Internationale Vergleiche zeigen ungenutzte Spielräume für höhere Renten
Was wäre, wenn sich die Rente leichter finanzieren ließe, als wir glauben? Ein datenbasierter Blick über die Landesgrenzen hinweg offenbart ungenutzte Möglichkeiten.
Monat für Monat stellen rund 60.000 Kolleginnen und Kollegen der deutschen Rentenversicherung sicher, dass 21 Millionen Rentnerinnen und Rentner ihre Leistungen ausbezahlt bekommen und ihre Beiträge an die Kranken- und Pflegeversicherung eingezahlt werden. Die Zahlungen erfolgen aus den Beitragseinnahmen des laufenden Monats sowie einem Zuschuss aus der Bundeskasse. Innerhalb eines Jahres wird so knapp ein Zehntel des Bruttoinlandsproduktes (BIP) ausgezahlt.
Und dies seit 50 Jahren. Im Jahr 2024 war es eine Summe von 388 Milliarden Euro, zerlegt in mehr als 250 Millionen Auszahlungen. Wer mehr wissen will, wird zum Beispiel im Rentenatlas 2025 der Deutschen Rentenversicherung fündig.
Seit mehr als 40 Jahren erklären namhafte Journalisten, dieses System sei bankrott. So schrieb der Spiegel im Jahre 1985 "Alles abwiegelnde Gerede von den sicheren Renten kann nicht vernebeln, daß die Altensicherung in den Bankrott steuert." Der Journalist Gordon Repinski bezeichnete es vor wenigen Tagen in seiner Podcast-Folge Die teuren Versprechen der Rentenpolitik als "Wahnsinn", das Rentensystem stabilisieren zu wollen.
Verfolgt man Podcasts, Talkshows, Interviews oder Nachrichtensendungen zu diesem Thema, so begegnen einem in dichter Reihenfolge Journalisten, die mit Häme über das Rentenversicherungssystem sprechen. Sie lachen, wenn jemand erklärt, dass es sicher sei.
Politikerinnen und Politiker werden danach gemessen, ob sie endlich zu "mutigen Reformen“ bereit seien. Dabei steht "mutige Reform“ für Kürzungen. Denn für sie ist es eine ausgemachte Sache, dass die künftigen Renten niedriger ausfallen müssen, als es nach den aktuellen gesetzlichen Regelungen der Fall wäre.
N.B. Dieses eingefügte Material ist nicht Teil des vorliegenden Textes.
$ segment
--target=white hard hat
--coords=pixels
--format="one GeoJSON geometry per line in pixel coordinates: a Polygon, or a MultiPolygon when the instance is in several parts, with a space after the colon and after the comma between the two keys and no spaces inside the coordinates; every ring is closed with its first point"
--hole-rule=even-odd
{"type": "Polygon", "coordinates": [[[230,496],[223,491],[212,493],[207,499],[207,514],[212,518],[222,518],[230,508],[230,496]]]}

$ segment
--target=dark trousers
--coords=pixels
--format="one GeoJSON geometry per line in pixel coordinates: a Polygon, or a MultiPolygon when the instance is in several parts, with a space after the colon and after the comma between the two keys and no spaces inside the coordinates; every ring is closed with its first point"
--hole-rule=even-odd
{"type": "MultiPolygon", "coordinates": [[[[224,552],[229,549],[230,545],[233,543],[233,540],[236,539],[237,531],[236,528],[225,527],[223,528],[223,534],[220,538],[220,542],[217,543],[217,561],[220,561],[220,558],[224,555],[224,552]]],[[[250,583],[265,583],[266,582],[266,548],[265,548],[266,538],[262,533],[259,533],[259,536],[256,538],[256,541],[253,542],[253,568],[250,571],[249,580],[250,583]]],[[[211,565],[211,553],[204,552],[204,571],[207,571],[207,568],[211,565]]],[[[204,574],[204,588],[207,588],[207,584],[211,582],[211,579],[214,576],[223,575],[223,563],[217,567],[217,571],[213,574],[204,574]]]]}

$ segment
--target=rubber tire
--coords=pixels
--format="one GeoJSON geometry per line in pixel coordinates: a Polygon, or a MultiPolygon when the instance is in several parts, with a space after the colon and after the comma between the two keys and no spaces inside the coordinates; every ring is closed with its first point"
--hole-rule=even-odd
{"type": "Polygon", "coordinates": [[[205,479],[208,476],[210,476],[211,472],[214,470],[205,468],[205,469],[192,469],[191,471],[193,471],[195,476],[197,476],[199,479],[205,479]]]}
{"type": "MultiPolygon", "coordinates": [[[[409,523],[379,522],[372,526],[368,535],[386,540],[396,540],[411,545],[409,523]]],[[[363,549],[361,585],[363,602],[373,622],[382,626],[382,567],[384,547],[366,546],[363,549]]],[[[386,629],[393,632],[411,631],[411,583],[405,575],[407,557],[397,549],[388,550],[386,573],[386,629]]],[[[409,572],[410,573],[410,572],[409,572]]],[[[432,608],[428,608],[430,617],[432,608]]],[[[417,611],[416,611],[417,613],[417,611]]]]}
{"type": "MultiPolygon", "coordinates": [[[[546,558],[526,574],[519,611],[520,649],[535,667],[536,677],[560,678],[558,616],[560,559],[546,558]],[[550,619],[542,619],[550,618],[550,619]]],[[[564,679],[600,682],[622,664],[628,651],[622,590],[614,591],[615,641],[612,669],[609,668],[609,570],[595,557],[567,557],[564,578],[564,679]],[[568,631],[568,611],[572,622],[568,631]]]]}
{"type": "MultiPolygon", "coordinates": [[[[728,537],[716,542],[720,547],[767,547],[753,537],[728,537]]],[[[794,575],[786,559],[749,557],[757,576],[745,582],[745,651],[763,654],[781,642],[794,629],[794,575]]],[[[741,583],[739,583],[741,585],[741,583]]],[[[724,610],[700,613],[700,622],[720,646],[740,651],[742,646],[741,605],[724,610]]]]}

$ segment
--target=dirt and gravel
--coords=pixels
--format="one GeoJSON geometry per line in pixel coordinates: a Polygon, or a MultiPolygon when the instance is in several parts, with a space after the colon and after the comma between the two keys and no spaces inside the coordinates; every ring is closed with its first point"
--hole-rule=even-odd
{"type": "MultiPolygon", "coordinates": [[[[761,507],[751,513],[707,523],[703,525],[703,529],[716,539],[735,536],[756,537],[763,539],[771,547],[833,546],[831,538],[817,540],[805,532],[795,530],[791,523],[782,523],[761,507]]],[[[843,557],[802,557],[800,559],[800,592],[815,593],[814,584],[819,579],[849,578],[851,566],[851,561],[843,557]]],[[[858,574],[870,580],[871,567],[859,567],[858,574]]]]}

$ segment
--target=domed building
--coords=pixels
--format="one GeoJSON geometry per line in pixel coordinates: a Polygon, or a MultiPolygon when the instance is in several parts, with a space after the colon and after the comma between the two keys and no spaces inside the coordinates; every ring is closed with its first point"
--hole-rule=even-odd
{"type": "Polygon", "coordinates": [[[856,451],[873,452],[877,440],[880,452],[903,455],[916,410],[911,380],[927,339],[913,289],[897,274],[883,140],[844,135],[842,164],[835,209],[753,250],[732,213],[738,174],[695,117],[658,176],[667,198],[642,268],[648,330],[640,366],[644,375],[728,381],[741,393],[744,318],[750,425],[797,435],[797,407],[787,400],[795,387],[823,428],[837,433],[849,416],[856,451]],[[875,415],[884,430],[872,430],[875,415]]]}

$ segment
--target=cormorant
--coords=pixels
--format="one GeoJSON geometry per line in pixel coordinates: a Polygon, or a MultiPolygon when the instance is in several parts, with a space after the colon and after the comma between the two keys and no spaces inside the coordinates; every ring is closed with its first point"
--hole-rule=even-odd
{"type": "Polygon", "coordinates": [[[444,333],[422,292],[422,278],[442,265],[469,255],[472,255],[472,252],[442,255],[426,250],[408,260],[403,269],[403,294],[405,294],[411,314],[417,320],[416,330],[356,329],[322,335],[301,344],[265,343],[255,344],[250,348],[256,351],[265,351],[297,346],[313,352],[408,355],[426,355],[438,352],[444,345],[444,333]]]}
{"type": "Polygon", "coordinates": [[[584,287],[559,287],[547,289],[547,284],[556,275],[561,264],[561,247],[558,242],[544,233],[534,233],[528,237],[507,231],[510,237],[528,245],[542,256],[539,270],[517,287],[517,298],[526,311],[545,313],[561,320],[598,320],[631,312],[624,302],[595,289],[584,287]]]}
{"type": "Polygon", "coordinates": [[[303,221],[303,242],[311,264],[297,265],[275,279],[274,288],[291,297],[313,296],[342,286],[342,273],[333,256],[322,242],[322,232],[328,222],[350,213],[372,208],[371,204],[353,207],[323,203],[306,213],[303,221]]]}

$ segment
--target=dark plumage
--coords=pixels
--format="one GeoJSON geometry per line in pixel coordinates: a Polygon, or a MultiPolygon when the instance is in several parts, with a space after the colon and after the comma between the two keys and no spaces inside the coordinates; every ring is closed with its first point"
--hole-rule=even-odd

Immer wieder spulen sie einen ähnlichen Fragenkatalog ab: Sind sie auch für eine Erhöhung der Regelaltersgrenze? Sollte die Rentenanpassung nicht besser der Inflation als den Löhnen folgen? Sollten nicht die Abschläge bei frühzeitigem Eintritt in die Rente erhöht werden? Ist es nicht an der Zeit, zumindest die höheren Renten zu kürzen? So spekulieren sie über die Erfüllung von Rechtsansprüchen, für die normal sozialversicherungspflichtige Beschäftigte Jahrzehnte Beiträge gezahlt haben.
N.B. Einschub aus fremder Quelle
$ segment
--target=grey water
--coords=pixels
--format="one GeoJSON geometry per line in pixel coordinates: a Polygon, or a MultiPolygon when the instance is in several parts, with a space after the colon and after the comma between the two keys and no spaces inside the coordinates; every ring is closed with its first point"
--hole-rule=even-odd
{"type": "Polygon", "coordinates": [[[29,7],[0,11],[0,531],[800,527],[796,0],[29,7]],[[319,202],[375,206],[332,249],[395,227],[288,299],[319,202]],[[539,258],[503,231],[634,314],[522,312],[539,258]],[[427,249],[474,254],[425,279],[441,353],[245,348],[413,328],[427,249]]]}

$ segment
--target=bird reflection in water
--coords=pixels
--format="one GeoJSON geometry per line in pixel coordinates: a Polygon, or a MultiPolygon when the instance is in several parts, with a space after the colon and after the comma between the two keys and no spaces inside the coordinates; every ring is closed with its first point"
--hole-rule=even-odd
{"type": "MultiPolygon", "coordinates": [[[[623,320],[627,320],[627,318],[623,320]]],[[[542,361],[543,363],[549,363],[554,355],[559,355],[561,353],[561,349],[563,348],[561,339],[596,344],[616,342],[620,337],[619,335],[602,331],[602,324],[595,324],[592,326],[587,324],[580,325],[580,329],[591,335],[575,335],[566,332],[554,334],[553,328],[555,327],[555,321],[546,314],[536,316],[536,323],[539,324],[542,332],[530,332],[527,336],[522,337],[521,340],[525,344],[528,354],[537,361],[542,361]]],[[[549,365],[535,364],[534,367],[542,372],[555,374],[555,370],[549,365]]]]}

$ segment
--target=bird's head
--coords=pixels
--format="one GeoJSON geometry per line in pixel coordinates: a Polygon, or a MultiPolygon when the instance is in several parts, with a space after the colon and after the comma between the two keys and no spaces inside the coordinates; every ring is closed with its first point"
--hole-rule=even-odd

Laut einer Umfrage der Arbeitnehmerkammern Bremen und Saarland sowie des DGB widersprechen die Bürgerinnen und Bürger im Lande mehrheitlich diesen Positionen. Sie sprechen sich dafür aus, lieber höhere Beiträge zu zahlen, als länger arbeiten zu müssen. Zudem ermittelt der ARD-Deutschlandtrend, dass sie das Vorhaben des Gesetzgebers befürworten, das Rentenniveau auf 48 Prozent zu stabilisieren – übrigens auch die Mehrheit der Jüngeren unter den Befragten.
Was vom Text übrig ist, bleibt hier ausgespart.